Can anyone make a decent steak tartar?

2017-05-18 12:47

Steak tartar is one of my favourite dishes. It is a dish that is perfect for our warm climate. On any sunny morning (summer or winter) it is the perfect dish for a late breakfast or for lunch. Depending on the condiments it is served with, this simple dish allows one to explore and enjoy a wide range of tastes. And it is a perfect match for any glass of wine (or two!) whatever your taste. Due to its relatively small size, it isn’t a dish that will leave you bloated afterwards and it fits a wide range of diets - again depending on the condiments it is served and enjoyed with. There is just one problem that I have found with steak tartar and that is that very few restaurants seem to know how to make and serve it!

In my hometown of Pretoria, a number of our premium and popular restaurants feature steak tartar on the menu. The problem is just that to date none of them has made the grade! This is really baffling as steak tartar is such an exceedingly simple dish to make. At the heart of the dish is a piece of prime beef fillet. This should suitably be dry aged to ensure that it is not soggy or bloody and then chopped by hand – never minced! This chopped meat is then served with a few condiments such as chopped onions, salt and pepper, gherkins, herbs etc. And of course there is the raw egg yolk – more about that later. The beauty of the dish is that it allows one to mix small bites of meat with different combinations of the condiments thus triggering a whole array of tastes. Magic! Traditionally served with frites but some people enjoy it with fresh bread, a bun or even toast. The simplicity and flexibility of the dish coupled with the range of tastes it offers is unrivalled. So what is the problem?

As stated previously, ordering steak tartar in Pretoria invariably leads to severe disappointment. The big no-no is that the chopped meat is typically pre-mixed with some condiments (who knows what?) and is then served as a lump of compressed meat – a raw “mystery ball” would be an apt description. In this, the chef has simply removed the greatest feature of the dish: the range of tastes on offer. Somewhat of a case of: it’s my way or the high way? My first reaction when such a compressed ball is put down in front of me is one of wanting to throw it at somebody….

We recently visited a new Bistro and Gin Bar that has opened in Pretoria and is all the rage in town. The menu features some interesting meat dishes including locally produced Wagyu Beef and steak tartar. I simply had to try the steak tartar…. it all looked so promising. I shouldn’t have bothered! There it was: a nice and heavy clump of meat. At least they had the decency to serve the egg yolk separately….. How can chef after chef get it so wrong?

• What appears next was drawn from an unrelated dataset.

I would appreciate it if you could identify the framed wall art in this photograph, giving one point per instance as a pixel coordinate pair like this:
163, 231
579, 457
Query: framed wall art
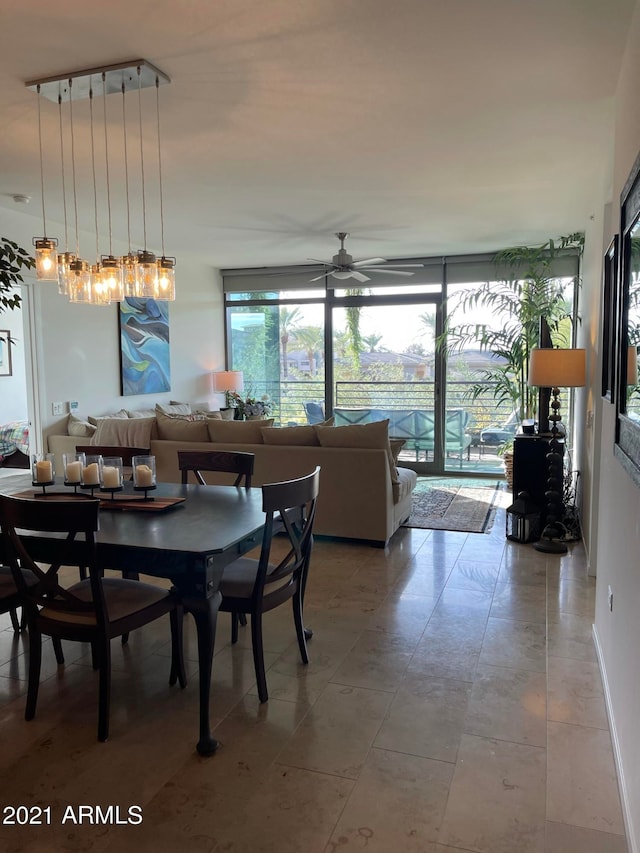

Amidst the snickering about “that is Pretoria for you” or “what do you expect in Bulls country?” let me hastily add that there is one fantastic tartar served in Pretoria. You can find it at Tasha’s on Brooklyn Square. This however, is a salmon tartar served in the classical steak tartar mould: freshly cut salmon served with chopped onion, sliced tomato, freshly cut avocado (a decent portion!), fresh coriander leaves, chopped chillies, soya sauce and thinly sliced toasted baguette. For brunch or lunch this is my go-to dish in Pretoria – always enjoyed with a sauvignon blanc or sometimes (if I feel extravagant) a pinot noir. This wonderful dish served by Tasha’s exemplifies everything I have said about steak tartar.

My regular enjoyment of Tasha’s salmon tartar has lulled me into a false sense of security however. Recently, I lunched in the newly opened Menlyn Main, at a well-known Asian restaurant that has been for years the landmark in Pretoria of all things sushi and other exotic dishes. This was a safe bet to order salmon tartar if ever there was one. Don’t you believe it! There on a plate, was the compressed ball of cut salmon served with…. nothing – al la steak tartar Pretoria!

So, if you are a chef in Pretoria (or anywhere else for that matter) who is not yet serving steak tartar or if you are one of those who have stuffed it up in the past, then consider this a challenge. Use your imagination and let the creative juices flow! You can come up with your own set of condiments to serve with your steak tartar: a secret blend of mixed herbs and spices, anchovies, homemade mayonnaise, grated fresh horse radish… the list is simply endless! You can offer it in different sizes: 50 gram, 100 gram or 150 grams to match the appetite of your customer. You can offer it with raw egg, poached egg or boiled egg to the liking of your customer. You can change your offering regularly so that we keep on coming back to enjoy the new tastes. You can do anything with this dish, but please, please, please spare us the bland old compressed meatball!